The cocoa is largely Trinitariao/Amazonian cross with both seedling and grafted plants on fifty-fifty basis.
Whilst the reason for diversification away from cocoa are mainly economic, dictated by poor world prices, other reasons are cocoa diseases, theft and shortage of labour.
Cocoa from the Coconut Products fermentry is shipped in jute sacks under the 'Gunanur' mark direct to Hamburg. The Gunanur plantation fermentry has a capacity of 4,000kgs per day.
Present production of cocoa bean is around 600 tons per year. The bean produced are mainly sold into the European market. Because of their fine flavour and the high standard of production controls 'Gunanur' beans are classified as 'Fine Flavour Cocoa' and receive a premium price.
The current area under Balsa is 380 hectares with 150 hectares being planted each year and to be harvested on a five year cycle.
Balsa is planted at a spacing which gives a stand of 1,100 trees per hectare. Harvested logs are sold to a local processor who saws them into different sizes for export to Europe and China.
Balsa wood is used in the model making industry and is also a light weight PVC coated composite used in boat building as well as for aeroplane and spacecraft construction.
The cattle herd is being rapidly built up and currently consist of 1,300 head of mainly Brahman cross cattle. It is envisaged that there will be 3,000 head by 2008. In the next 12 months a further 400 head will be purchased.
Bulls and heifers are obtained from leading farms in PNG and an Artificial Insemination programme is being carried out.

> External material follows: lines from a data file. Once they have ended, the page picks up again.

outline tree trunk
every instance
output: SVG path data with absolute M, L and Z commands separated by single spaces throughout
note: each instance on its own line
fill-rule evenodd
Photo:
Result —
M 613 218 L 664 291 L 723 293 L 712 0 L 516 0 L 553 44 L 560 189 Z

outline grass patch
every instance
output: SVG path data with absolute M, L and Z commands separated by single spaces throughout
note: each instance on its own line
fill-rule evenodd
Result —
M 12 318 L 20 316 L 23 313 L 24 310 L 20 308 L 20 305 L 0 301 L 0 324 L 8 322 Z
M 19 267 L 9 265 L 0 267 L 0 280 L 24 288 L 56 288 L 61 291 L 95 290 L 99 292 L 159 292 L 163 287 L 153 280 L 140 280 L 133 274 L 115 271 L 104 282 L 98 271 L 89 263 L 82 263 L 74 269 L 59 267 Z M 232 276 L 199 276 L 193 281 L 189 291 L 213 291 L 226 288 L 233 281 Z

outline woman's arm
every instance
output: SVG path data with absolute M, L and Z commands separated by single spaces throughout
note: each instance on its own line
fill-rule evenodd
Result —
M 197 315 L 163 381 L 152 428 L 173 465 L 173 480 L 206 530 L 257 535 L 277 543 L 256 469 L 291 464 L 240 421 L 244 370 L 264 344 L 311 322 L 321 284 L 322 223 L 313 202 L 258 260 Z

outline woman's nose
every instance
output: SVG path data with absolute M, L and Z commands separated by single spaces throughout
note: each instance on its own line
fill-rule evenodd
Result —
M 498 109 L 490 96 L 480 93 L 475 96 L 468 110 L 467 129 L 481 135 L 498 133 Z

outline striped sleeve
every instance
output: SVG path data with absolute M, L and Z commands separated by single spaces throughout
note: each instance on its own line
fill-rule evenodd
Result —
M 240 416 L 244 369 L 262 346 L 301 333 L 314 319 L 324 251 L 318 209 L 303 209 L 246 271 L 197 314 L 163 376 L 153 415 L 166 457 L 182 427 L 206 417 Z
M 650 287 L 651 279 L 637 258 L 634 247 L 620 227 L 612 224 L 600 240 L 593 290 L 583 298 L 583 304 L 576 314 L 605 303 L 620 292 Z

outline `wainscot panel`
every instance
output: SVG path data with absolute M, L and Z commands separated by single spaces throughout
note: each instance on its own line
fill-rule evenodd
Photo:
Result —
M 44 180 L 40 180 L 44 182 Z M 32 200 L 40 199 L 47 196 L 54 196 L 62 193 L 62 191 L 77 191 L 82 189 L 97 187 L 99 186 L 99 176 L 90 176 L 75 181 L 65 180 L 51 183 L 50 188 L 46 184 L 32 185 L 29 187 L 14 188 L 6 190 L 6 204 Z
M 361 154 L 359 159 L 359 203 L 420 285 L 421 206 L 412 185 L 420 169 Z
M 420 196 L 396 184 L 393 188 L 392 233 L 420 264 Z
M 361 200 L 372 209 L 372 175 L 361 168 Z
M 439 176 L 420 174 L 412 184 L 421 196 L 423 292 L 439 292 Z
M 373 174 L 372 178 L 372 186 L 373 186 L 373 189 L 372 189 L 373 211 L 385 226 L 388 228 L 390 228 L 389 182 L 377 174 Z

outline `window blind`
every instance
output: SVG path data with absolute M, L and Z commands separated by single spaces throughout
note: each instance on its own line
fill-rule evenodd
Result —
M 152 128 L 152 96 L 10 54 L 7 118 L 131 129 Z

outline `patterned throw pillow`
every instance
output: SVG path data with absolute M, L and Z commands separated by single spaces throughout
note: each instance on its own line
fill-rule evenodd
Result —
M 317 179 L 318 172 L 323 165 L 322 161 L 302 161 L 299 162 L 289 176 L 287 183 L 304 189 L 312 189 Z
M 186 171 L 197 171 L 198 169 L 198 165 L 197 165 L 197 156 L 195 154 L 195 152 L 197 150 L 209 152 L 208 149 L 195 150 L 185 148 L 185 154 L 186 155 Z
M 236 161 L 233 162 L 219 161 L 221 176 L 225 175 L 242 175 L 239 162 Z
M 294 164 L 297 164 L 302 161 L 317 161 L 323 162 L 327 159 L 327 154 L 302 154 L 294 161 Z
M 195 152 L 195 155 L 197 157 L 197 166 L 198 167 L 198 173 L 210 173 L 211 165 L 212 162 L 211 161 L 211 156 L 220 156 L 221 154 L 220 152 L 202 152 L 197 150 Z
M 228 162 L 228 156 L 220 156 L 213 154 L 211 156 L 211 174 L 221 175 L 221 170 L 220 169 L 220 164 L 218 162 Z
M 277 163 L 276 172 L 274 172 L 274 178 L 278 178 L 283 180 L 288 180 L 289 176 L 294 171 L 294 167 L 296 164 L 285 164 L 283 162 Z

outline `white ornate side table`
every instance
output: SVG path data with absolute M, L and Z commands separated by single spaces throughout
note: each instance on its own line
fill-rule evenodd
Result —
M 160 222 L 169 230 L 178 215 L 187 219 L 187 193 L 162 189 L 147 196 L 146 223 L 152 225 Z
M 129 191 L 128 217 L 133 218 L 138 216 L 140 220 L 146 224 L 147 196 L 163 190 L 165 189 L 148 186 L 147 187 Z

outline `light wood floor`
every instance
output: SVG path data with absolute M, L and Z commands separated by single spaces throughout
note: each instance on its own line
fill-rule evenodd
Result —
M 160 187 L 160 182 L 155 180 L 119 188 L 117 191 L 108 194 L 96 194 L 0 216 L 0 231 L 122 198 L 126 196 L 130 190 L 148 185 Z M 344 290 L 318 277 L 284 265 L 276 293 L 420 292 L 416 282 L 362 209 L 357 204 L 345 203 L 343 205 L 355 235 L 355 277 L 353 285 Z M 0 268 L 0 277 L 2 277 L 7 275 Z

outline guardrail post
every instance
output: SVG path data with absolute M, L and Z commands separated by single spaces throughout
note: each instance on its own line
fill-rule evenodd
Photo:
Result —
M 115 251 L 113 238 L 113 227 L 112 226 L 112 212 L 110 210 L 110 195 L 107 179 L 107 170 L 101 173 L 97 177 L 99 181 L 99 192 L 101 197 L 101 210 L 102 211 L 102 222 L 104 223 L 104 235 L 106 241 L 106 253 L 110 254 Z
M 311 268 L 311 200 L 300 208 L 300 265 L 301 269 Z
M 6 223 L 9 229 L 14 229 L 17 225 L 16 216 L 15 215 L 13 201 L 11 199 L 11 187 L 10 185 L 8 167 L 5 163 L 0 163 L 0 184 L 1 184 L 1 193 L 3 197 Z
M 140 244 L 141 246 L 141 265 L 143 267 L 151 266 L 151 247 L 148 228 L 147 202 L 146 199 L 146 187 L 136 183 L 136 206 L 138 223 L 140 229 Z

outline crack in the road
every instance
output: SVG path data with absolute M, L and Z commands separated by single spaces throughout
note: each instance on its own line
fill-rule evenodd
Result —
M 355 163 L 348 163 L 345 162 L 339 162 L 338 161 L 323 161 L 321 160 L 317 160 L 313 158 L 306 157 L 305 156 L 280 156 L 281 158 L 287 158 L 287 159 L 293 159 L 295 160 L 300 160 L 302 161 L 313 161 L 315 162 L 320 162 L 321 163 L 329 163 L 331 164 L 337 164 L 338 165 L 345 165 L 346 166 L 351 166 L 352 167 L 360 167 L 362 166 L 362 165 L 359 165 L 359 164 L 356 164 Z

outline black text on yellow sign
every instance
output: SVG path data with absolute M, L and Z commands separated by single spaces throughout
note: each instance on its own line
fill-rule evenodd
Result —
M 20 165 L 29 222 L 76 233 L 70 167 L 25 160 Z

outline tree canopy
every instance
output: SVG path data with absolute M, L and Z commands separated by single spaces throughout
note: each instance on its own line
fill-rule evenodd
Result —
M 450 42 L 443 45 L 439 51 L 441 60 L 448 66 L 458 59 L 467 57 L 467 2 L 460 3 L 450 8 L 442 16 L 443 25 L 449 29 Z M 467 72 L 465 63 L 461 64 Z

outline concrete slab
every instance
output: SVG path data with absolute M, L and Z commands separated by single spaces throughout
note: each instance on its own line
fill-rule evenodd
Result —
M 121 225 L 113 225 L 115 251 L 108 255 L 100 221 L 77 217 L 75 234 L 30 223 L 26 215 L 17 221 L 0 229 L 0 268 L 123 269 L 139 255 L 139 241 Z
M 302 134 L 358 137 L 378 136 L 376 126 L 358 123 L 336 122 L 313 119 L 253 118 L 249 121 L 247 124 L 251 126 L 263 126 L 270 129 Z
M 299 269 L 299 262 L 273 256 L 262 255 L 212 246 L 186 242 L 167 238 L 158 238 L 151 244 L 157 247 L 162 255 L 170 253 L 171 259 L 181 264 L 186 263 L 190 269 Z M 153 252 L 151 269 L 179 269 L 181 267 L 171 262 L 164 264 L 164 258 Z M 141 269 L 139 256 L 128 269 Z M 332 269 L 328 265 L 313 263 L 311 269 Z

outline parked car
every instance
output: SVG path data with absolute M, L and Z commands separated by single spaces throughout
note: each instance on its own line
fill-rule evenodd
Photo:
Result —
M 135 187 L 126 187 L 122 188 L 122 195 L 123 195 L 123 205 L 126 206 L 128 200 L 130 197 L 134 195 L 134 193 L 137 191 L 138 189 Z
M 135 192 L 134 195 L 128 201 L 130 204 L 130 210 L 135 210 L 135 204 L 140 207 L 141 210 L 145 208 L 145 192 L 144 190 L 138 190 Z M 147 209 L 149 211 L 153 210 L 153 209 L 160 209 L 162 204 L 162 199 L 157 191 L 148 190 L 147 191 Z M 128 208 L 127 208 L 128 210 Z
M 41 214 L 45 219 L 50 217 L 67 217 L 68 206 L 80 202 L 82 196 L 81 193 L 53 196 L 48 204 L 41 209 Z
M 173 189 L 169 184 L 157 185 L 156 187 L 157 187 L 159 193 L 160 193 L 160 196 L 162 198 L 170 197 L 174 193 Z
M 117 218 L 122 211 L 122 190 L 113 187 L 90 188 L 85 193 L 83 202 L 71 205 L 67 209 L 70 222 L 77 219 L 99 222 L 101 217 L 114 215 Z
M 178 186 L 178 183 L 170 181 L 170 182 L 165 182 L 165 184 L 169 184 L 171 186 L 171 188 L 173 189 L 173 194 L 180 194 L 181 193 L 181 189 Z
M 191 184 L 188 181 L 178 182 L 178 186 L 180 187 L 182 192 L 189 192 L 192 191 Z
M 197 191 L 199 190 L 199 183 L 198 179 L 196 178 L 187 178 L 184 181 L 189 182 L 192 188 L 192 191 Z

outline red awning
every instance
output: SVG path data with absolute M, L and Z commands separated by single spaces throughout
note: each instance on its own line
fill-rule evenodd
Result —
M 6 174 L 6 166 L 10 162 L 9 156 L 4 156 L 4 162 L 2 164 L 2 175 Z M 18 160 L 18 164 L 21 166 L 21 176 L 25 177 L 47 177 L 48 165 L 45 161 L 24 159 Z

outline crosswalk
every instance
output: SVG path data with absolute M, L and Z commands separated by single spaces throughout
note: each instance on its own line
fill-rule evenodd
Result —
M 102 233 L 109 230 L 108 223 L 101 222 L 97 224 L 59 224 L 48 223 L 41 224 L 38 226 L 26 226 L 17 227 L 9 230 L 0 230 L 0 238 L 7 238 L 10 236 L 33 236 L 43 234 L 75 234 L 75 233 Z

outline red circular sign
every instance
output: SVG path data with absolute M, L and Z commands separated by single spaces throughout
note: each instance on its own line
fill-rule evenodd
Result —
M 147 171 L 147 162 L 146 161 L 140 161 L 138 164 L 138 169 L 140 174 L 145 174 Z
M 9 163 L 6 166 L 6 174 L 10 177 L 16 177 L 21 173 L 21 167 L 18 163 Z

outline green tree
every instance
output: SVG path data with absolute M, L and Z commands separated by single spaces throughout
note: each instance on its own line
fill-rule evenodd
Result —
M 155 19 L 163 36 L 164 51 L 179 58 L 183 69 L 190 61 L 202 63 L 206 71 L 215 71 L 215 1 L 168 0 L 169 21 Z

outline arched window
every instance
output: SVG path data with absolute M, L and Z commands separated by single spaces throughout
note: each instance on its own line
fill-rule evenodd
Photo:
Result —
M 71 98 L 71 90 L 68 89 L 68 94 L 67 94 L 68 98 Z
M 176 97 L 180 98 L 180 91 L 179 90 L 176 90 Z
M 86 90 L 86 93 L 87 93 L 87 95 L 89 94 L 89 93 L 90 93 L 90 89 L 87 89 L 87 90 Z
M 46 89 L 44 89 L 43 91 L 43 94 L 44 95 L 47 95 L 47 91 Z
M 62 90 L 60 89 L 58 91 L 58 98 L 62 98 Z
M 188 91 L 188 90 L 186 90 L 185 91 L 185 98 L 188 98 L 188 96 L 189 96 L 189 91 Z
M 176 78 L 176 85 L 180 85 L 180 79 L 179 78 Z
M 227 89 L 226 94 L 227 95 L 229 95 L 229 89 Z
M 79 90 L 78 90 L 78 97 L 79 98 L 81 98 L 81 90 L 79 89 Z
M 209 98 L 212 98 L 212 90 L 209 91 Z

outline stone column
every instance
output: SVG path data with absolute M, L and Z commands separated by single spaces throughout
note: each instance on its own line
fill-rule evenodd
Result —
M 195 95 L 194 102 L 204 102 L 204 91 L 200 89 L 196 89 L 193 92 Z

At present 240 hectares of pasture are being planted per year. Fencing and installation of watering points are being done with the pasture work.
Copra meal from the Toboi mill is used as a supplementary feed.
A butchery and meat packing facility has been established and 20 cattle per month are slaughtered. This will increase to over 30 per month as the herd increases.
Construction of 10 x 1 hectare prawn ponds on Tovarur plantation is nearing completion.
Tiger prawns (Panaeus Monodon) are the species which will be farmed although there are also a number of equally suitable species in local waters.
It is envisaged that crops of around 4 tons per hectare will be harvested on a 7 to 8 month cycle. The idea is that with low density production disease will be less likely.
Initially most of the product will be marketed in the country.
Coconut Products is the biggest employer in East New Britain.
Coastal Plantations provide direct employment for 1300 and Toboi Mill employs 180 mainly tradesmen and skilled workers.
Most employees live in company housing, and a housing upgrade programme is in continual progress.
In addition Coconut Products provides work and spin off benefits in the depots and buying points as well as in Kokopo and Rabaul.
In the Mill and in the Plantations apprentices in various trades are employed in National Apprentice Board cources. regular training courses are also run with Naqia for copra assessors. In addition there are a variety of other courses and continual on the job training.